From: Bill Kasdorf <bkasdorf@apexcovantage.com>
Date: Wed, 21 Sep 2016 09:15:54 +0000
To: Marcos Caceres <marcos@marcosc.com>, Peter Krautzberger <peter.krautzberger@mathjax.org>, Leonard Rosenthol <lrosenth@adobe.com>, Ivan Herman <ivan@w3.org>
CC: Michael Smith <mike@w3.org>, W3C Digital Publishing IG <public-digipub-ig@w3.org>
Message-ID: <CY1PR0601MB14228FDB9D798CE8FA7A8946DFF60@CY1PR0601MB1422.namprd06.prod.outlook.>

Just a reminder that in what was originally the "Identifiers TF" in DPUB and which morphed to the "Locators TF" in DPUB, we quickly came to the conclusion that our task with (at that time) PWP and now (arguably) with WP was not to attempt to mandate a certain identifier; it was to provide a locator which could lead, through whatever means/routes necessary, to the essential content of the publication.

I still think that's our task.

Bill Kasdorf
VP and Principal Consultant | Apex CoVantage
p: 734-904-6252  m:   734-904-6252
ISNI: http://isni.org/isni/0000000116490786

ORCiD: https://orcid.org/0000-0001-7002-4786

-----Original Message-----
From: Marcos Caceres [mailto:marcos@marcosc.com] 
Sent: Wednesday, September 21, 2016 3:24 AM
To: Peter Krautzberger; Leonard Rosenthol; Ivan Herman
Cc: Michael Smith; W3C Digital Publishing IG
Subject: Re: Dereferencing, Re: Jotting down some discussion topics

On September 21, 2016 at 4:30:17 PM, Leonard Rosenthol
(lrosenth@adobe.com) wrote:
> Also remember, Marcos, that the identifier for a PWP is _NOT_ always a URL.

I completely agree. Using URLs as identifiers is generally not a great idea, because URLs are so volatile - and domains can be lost, swapped, abandoned, deleted.
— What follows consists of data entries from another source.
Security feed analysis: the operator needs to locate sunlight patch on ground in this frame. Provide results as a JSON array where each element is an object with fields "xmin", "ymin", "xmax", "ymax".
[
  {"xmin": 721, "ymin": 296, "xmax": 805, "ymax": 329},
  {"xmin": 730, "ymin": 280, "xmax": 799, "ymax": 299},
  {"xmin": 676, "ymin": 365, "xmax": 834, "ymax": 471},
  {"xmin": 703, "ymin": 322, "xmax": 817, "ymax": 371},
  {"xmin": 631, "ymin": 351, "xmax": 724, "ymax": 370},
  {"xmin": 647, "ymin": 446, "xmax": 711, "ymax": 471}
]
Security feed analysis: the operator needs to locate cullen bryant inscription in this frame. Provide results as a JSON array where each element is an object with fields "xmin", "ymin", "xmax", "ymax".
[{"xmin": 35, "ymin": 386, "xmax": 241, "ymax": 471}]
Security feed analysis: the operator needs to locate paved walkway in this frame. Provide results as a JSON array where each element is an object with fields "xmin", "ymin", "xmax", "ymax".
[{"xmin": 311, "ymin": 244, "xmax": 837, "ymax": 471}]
And because of the "but what will it return?"
(dereferencing) problem, which is why I don't think we want to go there... but here we are :)

Here is a real life example from one of my favorite books about HTML:

http://diveintohtml5.info/

There is a dramatic history around that book and the author (which I won't go into, but it would make for a great book!), but it used to be hosted at a different URL (the original author rage deleted the domain along with all traces of their online persona).

The web dev community found a way to bring the book back to life (thanks to its  CC-BY-3.0 license) and, IIRC, archive.org.

The book is also published in physical form as:
https://www.amazon.com/HTML5-Up-Running-Mark-Pilgrim/dp/0596806027

With identifiers:
ISBN-13: 978-0596806026
ISBN-10: 0596806027

Anyway, the point is... same book, different URL. URLs can't identify things and when they do, they do it badly (e.g., XML namespaces).

> It could be
> w3id, a DOI or an ISBN. We need a term that works for all of those 
> types of identifiers. (since we also have an “off the web” manifestation, that I know you hate).

I don't hate (sorry if I came across that way).

Because URLs are not stable, it's desirable to separate identifying aspects from the protocol used in the acquisition of a publication.
That is, http(s) the protocol to acquire a resource that self identifies by a w3id, DOI, ISBN or whatever - or in the container case, container contains resource(s) that together form publication identified by w3id, a DOI, or an ISBN.

Received on Wednesday, 21 September 2016 09:16:27 UTC